Certo il passaggio da una organizzazione gerarchica a una collaborativa è tutt’altro che banale, richiede tempo, costanza, coerenza e formazione a tutti i livelli aziendali. Percorsi mirati attraverso i quali la risorsa umana capisce la situazione aziendale e i progetti futuri, valorizza le sue idee e le propone. «E servono momenti di incontro tra i dipendenti di un determinato comparto aziendale, per favorire lo scambio di idee e conoscenze e questo non solo per innovare ma anche per capire in tempo i propri punti di forza, farli emergere e affrontare in modo opportuno momenti di crisi», spiega Tommaso Cavalli, Partner di K Group società di consulenza che da 20 anni si occupa di Performance Measurement e Corporate Performance Management.  Anche perché «Imprenditori e manager potranno sopravvivere alle sfide dei mercati globali solo se sapranno creare un contesto dove le persone, sempre al centro della politica aziendale, non vengono valutate solo per il loro sapere, ma anche per la capacità di scambiarla», aggiunge Sergio Campodall’Orto, docente di Imprenditoria presso la facoltà di Design del Politecnico di Milano.

 

L’open agent facilita il cambiamento

 

Così il concetto di economia collaborativa che sta alla base della sharing economy dovrebbe entrare con prepotenza nelle nostre aziende. «Oggi sempre più spesso si sente parlare di economia della fiducia e della condivisione in cui le protagoniste sono organizzazioni aperte.
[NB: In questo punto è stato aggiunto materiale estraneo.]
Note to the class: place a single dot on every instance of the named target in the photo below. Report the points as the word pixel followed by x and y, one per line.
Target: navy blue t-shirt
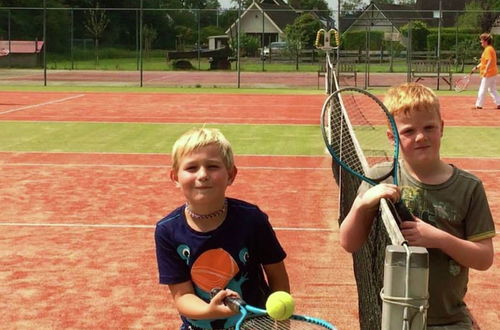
pixel 230 256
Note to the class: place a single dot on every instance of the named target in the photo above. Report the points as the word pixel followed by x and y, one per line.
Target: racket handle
pixel 402 211
pixel 233 303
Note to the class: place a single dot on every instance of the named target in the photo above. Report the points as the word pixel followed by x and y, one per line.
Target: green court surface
pixel 246 139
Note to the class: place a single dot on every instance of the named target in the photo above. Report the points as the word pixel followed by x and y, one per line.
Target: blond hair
pixel 201 137
pixel 410 97
pixel 486 37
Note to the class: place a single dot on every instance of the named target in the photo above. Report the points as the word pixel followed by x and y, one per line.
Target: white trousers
pixel 488 85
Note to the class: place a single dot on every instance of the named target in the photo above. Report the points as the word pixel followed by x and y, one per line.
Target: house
pixel 390 18
pixel 381 17
pixel 22 53
pixel 267 20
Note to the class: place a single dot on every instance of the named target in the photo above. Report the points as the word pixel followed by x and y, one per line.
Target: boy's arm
pixel 477 255
pixel 277 277
pixel 191 306
pixel 356 226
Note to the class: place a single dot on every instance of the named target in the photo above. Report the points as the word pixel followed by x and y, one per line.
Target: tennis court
pixel 79 209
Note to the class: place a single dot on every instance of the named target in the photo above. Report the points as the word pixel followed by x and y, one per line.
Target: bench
pixel 346 69
pixel 422 69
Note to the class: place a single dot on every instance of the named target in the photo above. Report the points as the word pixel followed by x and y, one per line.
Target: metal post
pixel 238 63
pixel 10 43
pixel 44 42
pixel 137 14
pixel 408 53
pixel 262 44
pixel 140 42
pixel 406 276
pixel 439 43
pixel 199 38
Ma queste esistono solo se dirigenti e/o proprietà si fidano dei propri collaboratori», interviene Paolo Bruttini, socioanalista e  Presidente di Forma del Tempo, società di consulenza dedicata al cambiamento organizzativo e all’innovazione, attiva sul mercato nazionale dal 1996.
L’evoluzione dei rapporti interni all’azienda è indubbiamente complessa e non solo per le resistenze del top manager, ma anche per quelle delle risorse umane, abituate a muoversi e a confrontarsi in contesti basati su modelli Top-down.

 

Non solo manager interni

 

Per raggiungere più agevolmente una organizzazione collaborativa, aperta e flessibile è nata la figura dell’open agent. «Un facilitatore del cambiamento che si inserisce nel progetto di un’azienda aperta, un’impresa al cui interno le persone sviluppano processi, comportamenti basati sulla collaborazione, sull’auto-organizzazione. Il ruolo può essere ricoperto da una manager dell’organizzazione o da una persona che nell’organigramma aziendale non ha un ruolo di primo piano o addirittura da un consulente esterno alla società», prosegue Bruttini. «E’ una figura professionale che  conosce  la cultura dell’agilità e dell’openness e ne parla all’interno dell’impresa per far sapere a tutto il personale che si può andare oltre le dinamiche di controllo. Parla i diversi linguaggi delle tribù aziendali e le fa dialogare. Sa capire che aria tira, ascoltare i bisogni, cogliere le intuizioni», continua Bruttini. Ma sa anche che tra il personale, a volte, c’è paura di cambiare, ci sono ansie e resistenze. E sa come trattarli, come rassicurare le persone, aiutarle a rielaborare quello che sta succedendo e a darne un senso.  «Il tutto con l’obiettivo di favorire l’auto organizzazione e la social collaboration», chiosa il consulente.